The product, Tegosoft OER is an emollient that leaves a smooth non-oily skin feel, according to the Germany-based chemicals company, and will be presented at in-cosmetics in Paris this April.
In addition to its skin feel and caring properties, Evonik claims that the manufacture of this ester is significantly better for the environment that more conventional processes.
Rather than use the chemical catalysts (metal salts or strong acids) that are traditionally used in the conventional manufacture of fatty acid esters the company has used an enzyme catalyst to produce Tegosoft OER.
Lower reaction temperature
Using the enzyme rather than the chemical catalyst lowers the temperature needed for the reaction to proceed, from between 160 to 240 degrees centigrade, to 60 degrees centigrade, Dr Oliver Thum, from Evonik R&D explained.
“Due to the high reaction temperature the product usually has to be refined to obtain a colour- and odourless product, these refinements include deodorization and bleaching steps. Furthermore the catalyst has to be removed; all these refinement steps cause additional waste,” Thum told CosmeticsDesign-Europe.com.
Using the enzyme led process the company claims it can reduce the amount of energy used by 60 per cent, and reduce the amount of pollutants by 88 per cent.
Although to obtain the finished product requires fewer refining steps, the spokesperson explained that as the enzyme catalyst is significantly more expensive than the chemical, the price of the product remains similar to its conventionally product counterparts.

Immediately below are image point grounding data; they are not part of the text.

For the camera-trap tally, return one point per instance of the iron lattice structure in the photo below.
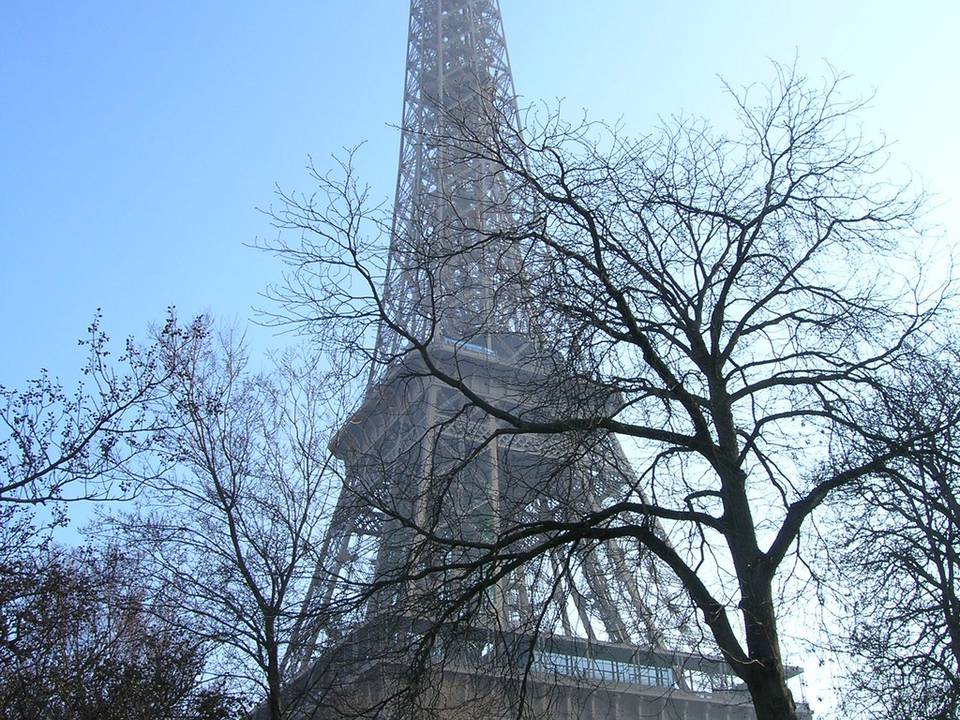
(416, 450)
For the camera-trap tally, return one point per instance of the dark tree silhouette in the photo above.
(731, 307)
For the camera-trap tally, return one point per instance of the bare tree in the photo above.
(59, 445)
(230, 533)
(901, 559)
(79, 640)
(727, 307)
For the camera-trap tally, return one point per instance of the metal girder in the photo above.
(444, 276)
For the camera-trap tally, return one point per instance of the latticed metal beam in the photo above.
(451, 283)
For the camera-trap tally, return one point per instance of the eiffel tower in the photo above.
(434, 477)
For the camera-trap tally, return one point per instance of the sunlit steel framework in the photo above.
(453, 285)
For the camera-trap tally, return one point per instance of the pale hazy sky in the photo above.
(137, 139)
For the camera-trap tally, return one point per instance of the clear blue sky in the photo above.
(137, 139)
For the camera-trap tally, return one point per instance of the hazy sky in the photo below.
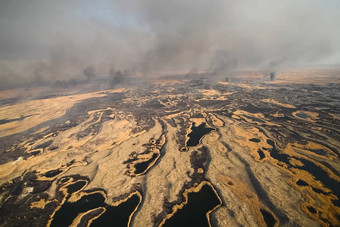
(58, 39)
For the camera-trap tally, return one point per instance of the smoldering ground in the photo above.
(59, 40)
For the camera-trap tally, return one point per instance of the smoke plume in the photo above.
(61, 40)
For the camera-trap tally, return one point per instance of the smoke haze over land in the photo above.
(59, 40)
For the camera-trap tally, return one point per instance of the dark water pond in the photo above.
(113, 216)
(262, 156)
(194, 212)
(197, 133)
(302, 115)
(319, 173)
(255, 140)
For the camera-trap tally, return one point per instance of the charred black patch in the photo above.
(197, 133)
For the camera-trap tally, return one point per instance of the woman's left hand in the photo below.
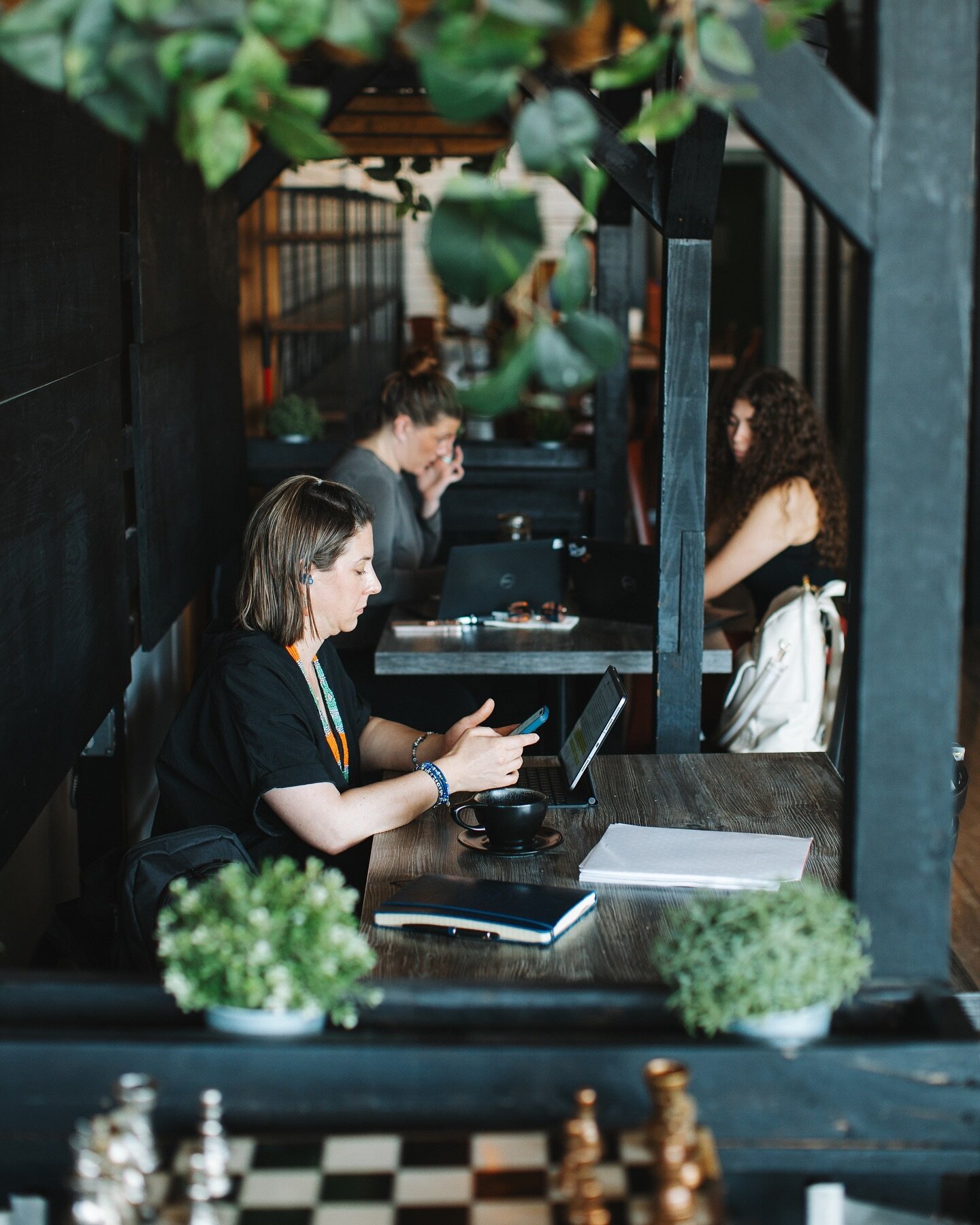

As well as the improved environmental profile of the manufacturing process, the ingredient is of a better quality compared to conventionally produced esters, Evonik said.
The basic properties of the ingredient are the same, but the enzymatic products often show better product quality in terms of colour and odour, Thum explained.
Tegosoft OER joins a small number of emollient esters produced via the enzymatic process, and the company said more are in the development phase.
The company claims it is the only supplier to commercialise biotechnologically-derived cosmetic esters.